Underground service location and utilities detection reveals the location and depth of underground services in a safe, non-destructive manner to increase the safety of site investigations and efficiency of design.

Discovering the location of underground services and utilities

At Woods, we have a suite of leading-edge technologies available for our service locators to use when detecting and identifying underground services: 

  • Electromagnetic Induction (EMI)

EMI detects electromagnetic frequencies to identify the location of power lines and communication lines (a.k.a. “Passive locating”).

We can induce a current through conductive services (e.g. copper water pipes and communication lines) or on tracer cables attached to services and detect the resulting signal (a.k.a. “Active locating”)

Another form of active locating is using a Sonde. A sonde is a long cable which can be fed through services such as storm and waste water pipes and conduits. We then apply an EMI signal to the sonde which we can trace, revealing the location and depth of the target service.

  • Ground Penetrating Radar (GPR)

GPR technology uses radio frequencies to scan underground and detect anything out of the ordinary in the ground material which sticks out as a potential service.

We combine these technologies to logically work through the service plans and client data and locate or correct the location of underground services throughout the site.

Our team also complete a walk-through of the site beforehand looking for anything which could be a clue as to the location of where services meet up underground such as valve lids, fire hydrant lids, communication box lids.

The location of any utilities and services are marked using a safe, eco-friendly temporary spot marking paint (Soppec).

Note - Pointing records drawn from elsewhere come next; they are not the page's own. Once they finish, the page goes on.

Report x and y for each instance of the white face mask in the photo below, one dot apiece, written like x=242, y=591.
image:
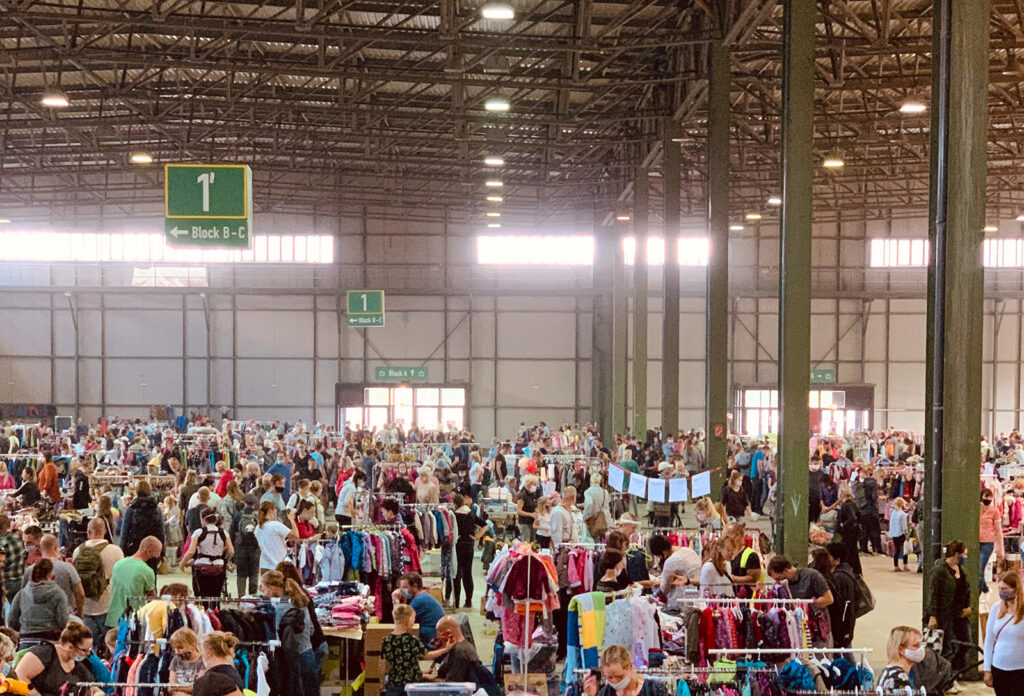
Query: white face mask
x=915, y=655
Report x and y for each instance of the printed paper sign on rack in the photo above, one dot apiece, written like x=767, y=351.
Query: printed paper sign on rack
x=638, y=485
x=701, y=484
x=615, y=475
x=677, y=490
x=655, y=490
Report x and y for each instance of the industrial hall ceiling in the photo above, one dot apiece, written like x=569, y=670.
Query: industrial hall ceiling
x=344, y=104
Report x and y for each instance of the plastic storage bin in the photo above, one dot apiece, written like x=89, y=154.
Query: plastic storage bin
x=440, y=689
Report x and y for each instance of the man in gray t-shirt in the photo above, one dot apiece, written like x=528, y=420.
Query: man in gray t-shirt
x=65, y=574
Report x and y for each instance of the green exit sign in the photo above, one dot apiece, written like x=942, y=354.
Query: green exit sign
x=365, y=308
x=823, y=376
x=208, y=205
x=387, y=374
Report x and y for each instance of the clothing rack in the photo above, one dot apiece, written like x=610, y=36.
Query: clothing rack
x=788, y=651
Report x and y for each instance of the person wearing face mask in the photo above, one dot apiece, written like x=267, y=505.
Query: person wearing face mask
x=525, y=504
x=903, y=651
x=428, y=610
x=950, y=602
x=344, y=512
x=990, y=535
x=621, y=679
x=48, y=666
x=1004, y=669
x=186, y=663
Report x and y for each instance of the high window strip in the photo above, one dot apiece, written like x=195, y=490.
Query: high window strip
x=45, y=247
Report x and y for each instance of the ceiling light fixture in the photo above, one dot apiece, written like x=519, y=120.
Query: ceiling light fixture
x=54, y=97
x=912, y=106
x=497, y=104
x=498, y=10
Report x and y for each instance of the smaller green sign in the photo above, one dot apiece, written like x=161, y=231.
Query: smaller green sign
x=365, y=308
x=196, y=232
x=387, y=374
x=823, y=376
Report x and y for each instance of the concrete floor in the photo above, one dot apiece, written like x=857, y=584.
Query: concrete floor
x=897, y=597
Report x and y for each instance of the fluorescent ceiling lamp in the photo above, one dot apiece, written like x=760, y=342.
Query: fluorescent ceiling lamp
x=497, y=103
x=54, y=97
x=498, y=10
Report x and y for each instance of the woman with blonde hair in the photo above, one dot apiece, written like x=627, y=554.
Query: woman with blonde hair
x=187, y=662
x=218, y=656
x=903, y=651
x=1005, y=638
x=621, y=678
x=710, y=514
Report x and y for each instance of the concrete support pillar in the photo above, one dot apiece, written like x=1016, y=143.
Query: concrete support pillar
x=955, y=287
x=640, y=219
x=601, y=360
x=620, y=330
x=670, y=287
x=795, y=275
x=717, y=310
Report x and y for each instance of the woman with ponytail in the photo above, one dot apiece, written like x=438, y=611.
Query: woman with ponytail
x=271, y=535
x=298, y=662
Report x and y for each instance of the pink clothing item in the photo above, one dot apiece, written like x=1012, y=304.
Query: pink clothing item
x=990, y=529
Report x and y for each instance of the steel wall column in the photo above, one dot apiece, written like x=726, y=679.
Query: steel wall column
x=620, y=331
x=795, y=274
x=640, y=218
x=717, y=308
x=603, y=269
x=956, y=278
x=670, y=285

We also have semi-permanent options for where markings are needed for longer than 2-8 weeks.

The benefits of underground service location and utilities detection

Health and Safety

The main benefit of underground service location is safety. Clearing the area of services before commencing geotechnical investigations or construction protects the health and safety of employees, contractors, and the community.

Avoid time delays, damage costs, and network interruptions

Once construction begins, striking a service which has been overlooked or is inaccurately reported on the service plan can cost hundreds of thousands of dollars to repair and add lengthy delays to your project. Underground service location enables you to mitigate this risk to keep your project within budget and on time.

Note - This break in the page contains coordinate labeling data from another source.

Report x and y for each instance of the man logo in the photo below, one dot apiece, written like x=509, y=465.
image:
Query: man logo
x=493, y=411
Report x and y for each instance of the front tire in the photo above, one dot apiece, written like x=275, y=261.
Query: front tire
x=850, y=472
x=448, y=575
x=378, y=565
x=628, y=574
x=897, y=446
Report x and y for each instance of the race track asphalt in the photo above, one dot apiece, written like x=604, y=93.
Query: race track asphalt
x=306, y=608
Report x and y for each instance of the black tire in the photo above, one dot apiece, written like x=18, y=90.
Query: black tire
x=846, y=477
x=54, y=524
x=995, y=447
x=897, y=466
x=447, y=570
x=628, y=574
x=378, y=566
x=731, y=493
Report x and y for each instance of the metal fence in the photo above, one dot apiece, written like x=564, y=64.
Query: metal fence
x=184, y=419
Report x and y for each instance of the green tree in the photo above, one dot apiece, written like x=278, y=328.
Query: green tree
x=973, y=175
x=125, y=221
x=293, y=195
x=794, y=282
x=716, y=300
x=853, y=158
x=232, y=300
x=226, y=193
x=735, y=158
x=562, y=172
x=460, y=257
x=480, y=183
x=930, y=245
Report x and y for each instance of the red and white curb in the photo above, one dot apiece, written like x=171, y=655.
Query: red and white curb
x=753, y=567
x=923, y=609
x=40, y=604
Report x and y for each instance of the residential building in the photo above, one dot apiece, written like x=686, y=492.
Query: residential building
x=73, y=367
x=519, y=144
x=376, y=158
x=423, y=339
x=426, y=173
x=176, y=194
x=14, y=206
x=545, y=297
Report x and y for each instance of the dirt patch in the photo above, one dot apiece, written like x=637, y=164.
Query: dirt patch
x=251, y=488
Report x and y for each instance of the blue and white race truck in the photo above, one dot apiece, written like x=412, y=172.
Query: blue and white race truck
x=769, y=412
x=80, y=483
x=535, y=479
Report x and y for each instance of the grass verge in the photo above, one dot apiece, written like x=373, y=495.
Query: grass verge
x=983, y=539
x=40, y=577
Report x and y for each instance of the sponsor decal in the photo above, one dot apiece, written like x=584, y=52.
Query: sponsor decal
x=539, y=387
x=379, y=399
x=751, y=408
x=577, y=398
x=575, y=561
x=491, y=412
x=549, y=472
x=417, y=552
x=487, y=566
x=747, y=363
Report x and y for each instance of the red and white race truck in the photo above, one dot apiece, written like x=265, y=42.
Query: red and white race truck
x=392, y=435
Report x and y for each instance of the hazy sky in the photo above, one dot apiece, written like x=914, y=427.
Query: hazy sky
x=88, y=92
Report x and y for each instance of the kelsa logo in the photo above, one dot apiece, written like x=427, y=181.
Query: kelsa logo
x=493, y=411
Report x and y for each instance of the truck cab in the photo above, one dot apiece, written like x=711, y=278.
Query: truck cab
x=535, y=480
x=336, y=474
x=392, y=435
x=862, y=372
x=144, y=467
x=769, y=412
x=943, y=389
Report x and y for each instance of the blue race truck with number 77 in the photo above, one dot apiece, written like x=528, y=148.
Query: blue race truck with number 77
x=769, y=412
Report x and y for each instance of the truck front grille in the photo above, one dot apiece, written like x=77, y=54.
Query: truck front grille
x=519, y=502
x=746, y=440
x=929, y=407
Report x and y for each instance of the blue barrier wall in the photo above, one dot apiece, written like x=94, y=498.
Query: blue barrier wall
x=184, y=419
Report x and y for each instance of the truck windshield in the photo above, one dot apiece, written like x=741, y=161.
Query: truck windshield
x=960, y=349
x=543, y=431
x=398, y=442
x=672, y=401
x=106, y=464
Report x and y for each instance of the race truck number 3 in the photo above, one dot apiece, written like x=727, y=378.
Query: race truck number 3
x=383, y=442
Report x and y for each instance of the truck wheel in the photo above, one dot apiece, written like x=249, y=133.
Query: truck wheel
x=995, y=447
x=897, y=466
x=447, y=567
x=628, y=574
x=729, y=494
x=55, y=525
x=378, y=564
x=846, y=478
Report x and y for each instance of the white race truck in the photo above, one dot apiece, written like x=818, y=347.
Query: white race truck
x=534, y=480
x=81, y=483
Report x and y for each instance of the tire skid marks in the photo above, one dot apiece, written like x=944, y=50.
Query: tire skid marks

Informed decision making and designs

This additional information also enables you to plan the design and construction around the services or incorporate them into the design. This helps you avoid discovering something later down the track which requires the designs to be changed.

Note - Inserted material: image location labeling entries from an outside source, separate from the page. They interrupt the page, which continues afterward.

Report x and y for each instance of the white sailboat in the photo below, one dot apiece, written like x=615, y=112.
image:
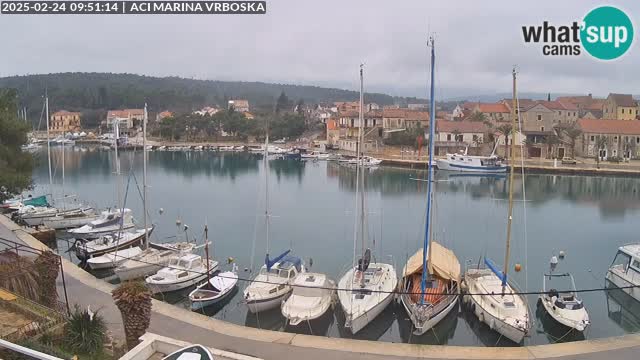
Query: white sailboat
x=367, y=287
x=313, y=295
x=564, y=306
x=491, y=297
x=272, y=284
x=431, y=276
x=109, y=221
x=154, y=256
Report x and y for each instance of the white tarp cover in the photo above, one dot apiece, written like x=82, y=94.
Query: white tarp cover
x=444, y=263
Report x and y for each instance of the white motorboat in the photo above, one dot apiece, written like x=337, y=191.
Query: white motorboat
x=365, y=161
x=109, y=221
x=68, y=220
x=214, y=290
x=624, y=272
x=112, y=259
x=313, y=294
x=148, y=262
x=491, y=297
x=191, y=352
x=497, y=304
x=110, y=243
x=441, y=287
x=360, y=304
x=470, y=163
x=273, y=284
x=181, y=273
x=563, y=306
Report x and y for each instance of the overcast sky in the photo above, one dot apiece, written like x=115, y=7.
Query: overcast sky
x=321, y=42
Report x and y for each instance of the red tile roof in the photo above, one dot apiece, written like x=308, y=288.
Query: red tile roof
x=461, y=126
x=602, y=126
x=493, y=108
x=625, y=100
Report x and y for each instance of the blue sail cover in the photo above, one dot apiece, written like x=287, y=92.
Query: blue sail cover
x=39, y=201
x=270, y=263
x=495, y=270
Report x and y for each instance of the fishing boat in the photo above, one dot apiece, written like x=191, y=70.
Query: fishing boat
x=182, y=272
x=112, y=259
x=491, y=297
x=191, y=352
x=624, y=271
x=216, y=289
x=110, y=221
x=313, y=295
x=273, y=284
x=367, y=287
x=431, y=277
x=564, y=306
x=471, y=163
x=109, y=243
x=72, y=219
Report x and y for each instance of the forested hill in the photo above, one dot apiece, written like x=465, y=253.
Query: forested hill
x=94, y=93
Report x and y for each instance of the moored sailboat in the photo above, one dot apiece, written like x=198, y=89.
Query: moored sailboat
x=491, y=297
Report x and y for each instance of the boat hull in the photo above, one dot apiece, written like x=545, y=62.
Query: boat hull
x=256, y=306
x=359, y=323
x=423, y=326
x=449, y=166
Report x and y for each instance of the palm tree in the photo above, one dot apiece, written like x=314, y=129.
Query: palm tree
x=601, y=143
x=47, y=265
x=133, y=299
x=505, y=129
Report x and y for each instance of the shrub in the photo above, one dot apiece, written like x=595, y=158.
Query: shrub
x=84, y=332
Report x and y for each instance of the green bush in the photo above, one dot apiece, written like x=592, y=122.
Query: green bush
x=85, y=333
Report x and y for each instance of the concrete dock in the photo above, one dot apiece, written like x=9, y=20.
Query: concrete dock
x=181, y=324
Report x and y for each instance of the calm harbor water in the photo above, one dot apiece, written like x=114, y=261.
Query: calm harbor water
x=313, y=204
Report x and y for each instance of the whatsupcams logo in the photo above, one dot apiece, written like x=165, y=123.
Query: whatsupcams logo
x=606, y=33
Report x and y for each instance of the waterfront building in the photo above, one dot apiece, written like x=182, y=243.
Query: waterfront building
x=63, y=122
x=622, y=139
x=620, y=107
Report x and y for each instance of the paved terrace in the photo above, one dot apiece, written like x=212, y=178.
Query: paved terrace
x=168, y=320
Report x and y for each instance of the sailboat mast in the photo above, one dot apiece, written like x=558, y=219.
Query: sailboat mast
x=360, y=149
x=514, y=111
x=144, y=179
x=266, y=186
x=46, y=102
x=426, y=249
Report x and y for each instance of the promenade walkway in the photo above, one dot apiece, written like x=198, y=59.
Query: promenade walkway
x=168, y=320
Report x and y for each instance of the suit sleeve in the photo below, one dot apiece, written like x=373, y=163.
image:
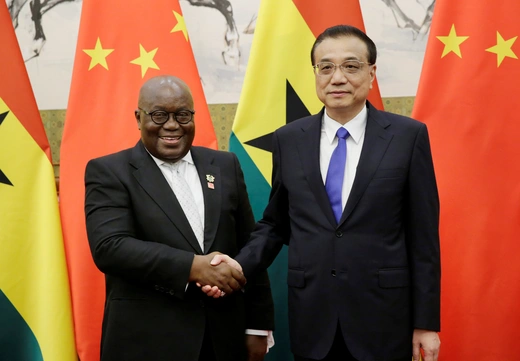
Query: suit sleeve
x=422, y=235
x=114, y=240
x=258, y=297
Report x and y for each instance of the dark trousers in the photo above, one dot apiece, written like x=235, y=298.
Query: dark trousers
x=338, y=351
x=207, y=352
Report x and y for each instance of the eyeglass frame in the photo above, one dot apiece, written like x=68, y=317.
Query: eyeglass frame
x=316, y=69
x=192, y=112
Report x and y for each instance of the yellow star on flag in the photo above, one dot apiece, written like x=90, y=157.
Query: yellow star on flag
x=181, y=25
x=98, y=55
x=452, y=42
x=145, y=60
x=503, y=48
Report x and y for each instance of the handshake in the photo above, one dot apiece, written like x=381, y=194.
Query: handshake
x=217, y=274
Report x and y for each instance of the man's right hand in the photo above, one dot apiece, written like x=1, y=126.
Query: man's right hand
x=215, y=291
x=223, y=276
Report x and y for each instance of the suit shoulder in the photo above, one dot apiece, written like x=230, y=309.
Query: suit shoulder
x=298, y=124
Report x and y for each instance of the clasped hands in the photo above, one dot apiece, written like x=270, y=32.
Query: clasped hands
x=217, y=274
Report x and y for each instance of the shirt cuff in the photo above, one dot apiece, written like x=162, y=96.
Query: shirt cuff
x=269, y=334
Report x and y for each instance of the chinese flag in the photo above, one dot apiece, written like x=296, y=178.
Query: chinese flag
x=279, y=87
x=120, y=46
x=35, y=307
x=470, y=73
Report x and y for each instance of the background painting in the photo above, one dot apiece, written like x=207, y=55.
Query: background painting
x=394, y=25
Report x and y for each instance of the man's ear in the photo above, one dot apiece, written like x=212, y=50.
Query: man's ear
x=137, y=115
x=372, y=75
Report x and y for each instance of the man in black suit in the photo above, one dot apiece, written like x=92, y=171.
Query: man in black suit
x=364, y=259
x=154, y=245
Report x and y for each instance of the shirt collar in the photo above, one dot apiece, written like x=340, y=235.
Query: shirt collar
x=356, y=126
x=187, y=158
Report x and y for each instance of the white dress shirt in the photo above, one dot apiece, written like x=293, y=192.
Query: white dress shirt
x=329, y=141
x=188, y=169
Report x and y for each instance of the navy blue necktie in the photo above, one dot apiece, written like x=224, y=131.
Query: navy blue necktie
x=334, y=180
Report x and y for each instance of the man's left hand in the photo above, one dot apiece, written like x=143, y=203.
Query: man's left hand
x=256, y=347
x=430, y=343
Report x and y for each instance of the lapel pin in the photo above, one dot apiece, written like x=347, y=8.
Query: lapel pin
x=211, y=180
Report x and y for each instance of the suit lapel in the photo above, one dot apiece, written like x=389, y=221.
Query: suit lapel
x=376, y=142
x=152, y=180
x=309, y=149
x=210, y=179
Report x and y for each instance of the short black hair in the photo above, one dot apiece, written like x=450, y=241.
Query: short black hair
x=346, y=30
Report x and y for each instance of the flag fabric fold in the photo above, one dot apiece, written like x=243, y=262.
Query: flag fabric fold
x=35, y=309
x=120, y=46
x=278, y=88
x=470, y=71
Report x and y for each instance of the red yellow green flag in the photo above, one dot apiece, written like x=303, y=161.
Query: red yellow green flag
x=120, y=46
x=35, y=308
x=470, y=71
x=279, y=87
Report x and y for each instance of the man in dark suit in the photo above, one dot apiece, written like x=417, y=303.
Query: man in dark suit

Underground service location on the Eastern Busway project

One of the projects we are currently using this solution on is the Eastern Busway project - Auckland's second-biggest public transport project. Woods’ utility detection team is working with the geo-technicians on-site to locate and verify the location of critical services in the area. Locating these services will enable construction work to be completed safely further down the track and allow us to clear areas where the geotechnicians can safely drill a 20-30m hole or install a piezo for earth monitoring.

The future of underground service location

Industry regulation

At this stage, New Zealand does not have its own standard for locating and reporting of underground services. Woods and many other companies in the industry have adopted the Australian standard AS 5488 in reporting and practice, however, it only requires detection of services within a +/- 300mm horizontally and +/- 500m  vertically. The equipment Woods currently has available exceeds this standard of accuracy, but there is some room for improvement.

As the accuracy and reliability of underground locating equipment improves, the standard of accuracy required by locators in New Zealand will also have to improve, and this is something we are looking forward to being a part of in the future.

If and when a New Zealand standard is introduced, Woods is highly likely to be involved in having a say as to what goes into that standard as we are a prominent player in the survey industry. We are also working towards becoming certified locators at Woods to ensure we have a voice among other credited locators.

Emerging technology

Another thing we’re really looking forward to is combining underground locating with emerging technology such as augmented reality (AR). We expect that this will take off once service plans become a lot more reliable thanks to the new standard being brought in where the location of newly laid services have to be as-built to quite a high standard.

Having reliable data creates the opportunity for a locator to upload it to augmented reality software on their phone and be able to see on the screen where services run under the ground as they wander the site. This would be a great tool to help us verify what we think is there.

A reliable methodology for locating services

The nature of the science today is that it does not tell us exactly where a service is which means it does not yet replace the need for potholing or hydro vac investigations. However, as our knowledge, technology, and service plans improve it will become an incredibly reliable methodology for locating services.